The Chinese clearly understand this phenomenon. Judging from their heavy presence at last week’s Zimbabwe International Trade Fair in Bulawayo, Zimbabwe is an opportunity they definitely do not want to miss. Of course, the majority of people criticised the fair, slagging it for having deteriorated into a small and medium sized enterprise event, as if to say that in itself is a bad thing. Leading emerging economies like Taiwan are SME-driven.
Frankly speaking, the majority rarely get it right, especially when it comes to seeing business opportunities. This is the very reason why the wealthy rarely comprise more than five percent of any population. The question should be, what are the Chinese seeing that we, the majority have not seen in Zimbabwe?
These people are certainly no fools to bring in a delegation of 200 to an insignificant trade show? In fact, the profile of those in the Chinese delegation reveals that these were not the everyday lowly ones we’re now accustomed to in the little shops that have mushroomed across Zimbabwe.
This class from the lower echelons of Chinese society, come here as part of China’s strategy to ease unemployment back home and create more revenue streams. Many arrived here to pick up the economic pieces during hyperinflation. They are not the dragons. They are more of the vultures that came to feast on our economic carrion.
Many of them were supported by state banks which funded their initial containers of retail goods. When they arrived in Zimbabwe they didn’t check into hotels, but lived like squatters in houses in Hatfield, close to the airport. But the goods they sold provided vital market intelligence to the manufacturing companies back home.
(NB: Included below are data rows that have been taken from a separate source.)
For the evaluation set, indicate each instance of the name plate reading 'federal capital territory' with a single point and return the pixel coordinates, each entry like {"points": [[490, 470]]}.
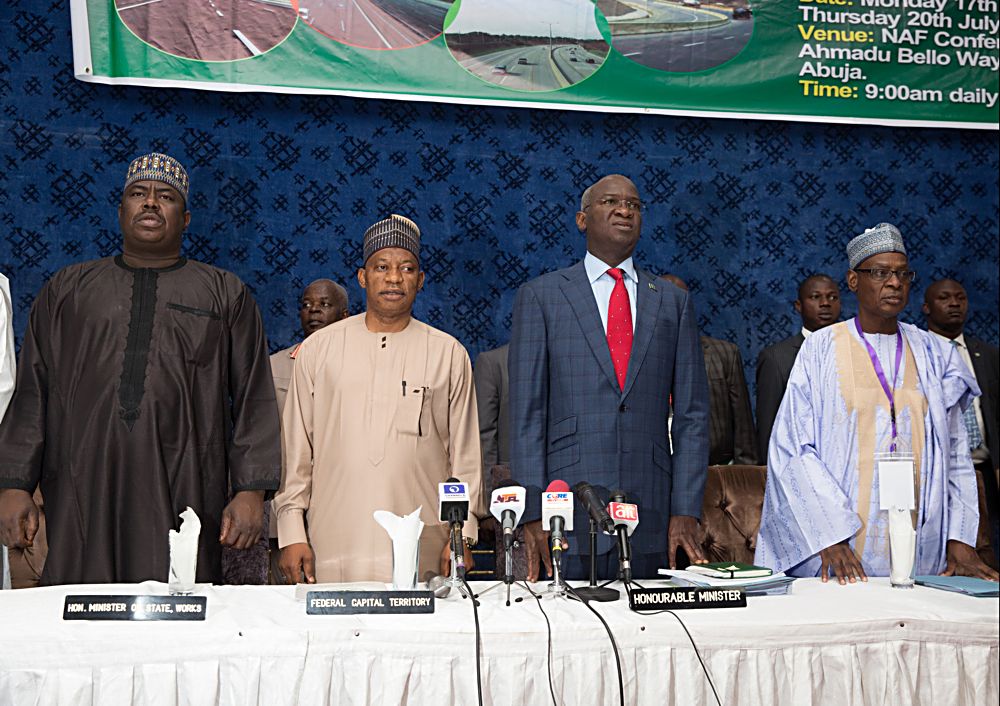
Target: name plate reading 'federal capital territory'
{"points": [[672, 598], [377, 602], [134, 608]]}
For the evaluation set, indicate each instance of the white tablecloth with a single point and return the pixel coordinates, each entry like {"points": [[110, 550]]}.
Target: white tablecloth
{"points": [[823, 644]]}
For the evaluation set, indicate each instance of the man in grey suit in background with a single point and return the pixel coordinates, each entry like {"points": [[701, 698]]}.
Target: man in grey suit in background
{"points": [[731, 437], [818, 304], [596, 351]]}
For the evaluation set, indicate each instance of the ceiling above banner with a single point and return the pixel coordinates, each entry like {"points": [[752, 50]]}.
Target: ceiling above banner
{"points": [[885, 62]]}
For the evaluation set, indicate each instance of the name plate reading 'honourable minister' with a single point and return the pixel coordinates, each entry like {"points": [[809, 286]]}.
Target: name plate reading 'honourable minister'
{"points": [[673, 598], [135, 608], [375, 602]]}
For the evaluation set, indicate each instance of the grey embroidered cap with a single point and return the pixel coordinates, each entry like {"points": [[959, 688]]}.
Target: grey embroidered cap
{"points": [[393, 232], [884, 237]]}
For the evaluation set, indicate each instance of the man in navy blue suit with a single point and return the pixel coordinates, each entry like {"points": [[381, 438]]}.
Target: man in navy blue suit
{"points": [[597, 351]]}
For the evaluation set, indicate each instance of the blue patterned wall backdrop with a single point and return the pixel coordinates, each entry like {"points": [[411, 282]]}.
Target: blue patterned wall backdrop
{"points": [[283, 186]]}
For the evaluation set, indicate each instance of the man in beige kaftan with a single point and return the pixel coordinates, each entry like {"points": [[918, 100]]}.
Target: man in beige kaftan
{"points": [[380, 410]]}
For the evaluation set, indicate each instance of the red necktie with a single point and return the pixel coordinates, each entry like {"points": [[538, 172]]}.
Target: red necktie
{"points": [[619, 326]]}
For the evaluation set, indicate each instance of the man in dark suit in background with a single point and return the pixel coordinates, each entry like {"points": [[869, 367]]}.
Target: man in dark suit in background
{"points": [[946, 307], [818, 304], [490, 372], [589, 389], [731, 437]]}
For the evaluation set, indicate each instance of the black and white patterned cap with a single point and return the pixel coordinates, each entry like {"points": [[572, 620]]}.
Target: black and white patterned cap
{"points": [[393, 232], [158, 167], [884, 237]]}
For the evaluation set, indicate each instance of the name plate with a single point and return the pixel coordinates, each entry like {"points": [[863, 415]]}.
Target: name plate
{"points": [[134, 608], [377, 602], [672, 598]]}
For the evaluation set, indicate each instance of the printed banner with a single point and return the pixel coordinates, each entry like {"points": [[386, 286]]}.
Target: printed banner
{"points": [[895, 62]]}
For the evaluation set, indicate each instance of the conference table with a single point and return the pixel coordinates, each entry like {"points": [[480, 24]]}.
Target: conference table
{"points": [[821, 644]]}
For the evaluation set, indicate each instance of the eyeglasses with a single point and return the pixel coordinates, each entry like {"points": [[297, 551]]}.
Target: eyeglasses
{"points": [[881, 275], [611, 202]]}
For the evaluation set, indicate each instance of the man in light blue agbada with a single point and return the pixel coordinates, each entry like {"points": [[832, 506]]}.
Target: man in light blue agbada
{"points": [[860, 388]]}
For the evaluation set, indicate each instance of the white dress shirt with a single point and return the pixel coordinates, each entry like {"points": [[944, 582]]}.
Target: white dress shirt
{"points": [[603, 284]]}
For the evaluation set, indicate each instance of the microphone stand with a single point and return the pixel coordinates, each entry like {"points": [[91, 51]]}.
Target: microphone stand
{"points": [[593, 592], [558, 587], [457, 555], [508, 575]]}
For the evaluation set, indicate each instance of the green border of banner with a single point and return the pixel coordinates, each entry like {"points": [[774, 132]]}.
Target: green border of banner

Now as economic recovery beckons, Enter the Dragons, a high-powered business delegation from Tianjin, a province in northern China, whose capital goes by the same name. The capital is a metropolis ranking among the five national central cities of the People’s Republic, the others being Beijing, Guangzhou, Chongqing and Hong Kong City.
Tianjin’s Binhai New Area is a new growth pole in China, and since 2010 has maintained an annual growth rate of nearly 30% of the GDP. There are 12 000 industry enterprises in Tianjin with Gross National Product (GNP) of nearly US$50 billion. Its industry spans 180 categories, and has 36 large enterprises.
The four pillar industries are: automobiles; machinery and equipment; microelectronics and also telecommunications equipment; marine chemical and petroleum chemical industry; and quality steel tube and rolled steel. By the end of 2010, 285 Fortune Global 500 companies had established branch offices in Binhai, which has been described as the base of China’s advanced industry, financial reform, and innovation. The fact that the delegation at ZITF comprised no small fry suggests there is more than meets the eye. Many in the delegation were also from the textiles sector, which used to be Bulawayo’s mainstay.
The fact that they have already pushed government to grant Special Economic Zone (SEZ) status to Bulawayo, an area of interest to them is also significant. SEZ status will allow them tax free status and many concessions. They are clearly pushing their agenda. Unfortunately, as usual, our business sector appears to have been caught napping. It doesn’t take a genius to realise that the Chinese are now virtually colonising Africa, albeit without guns.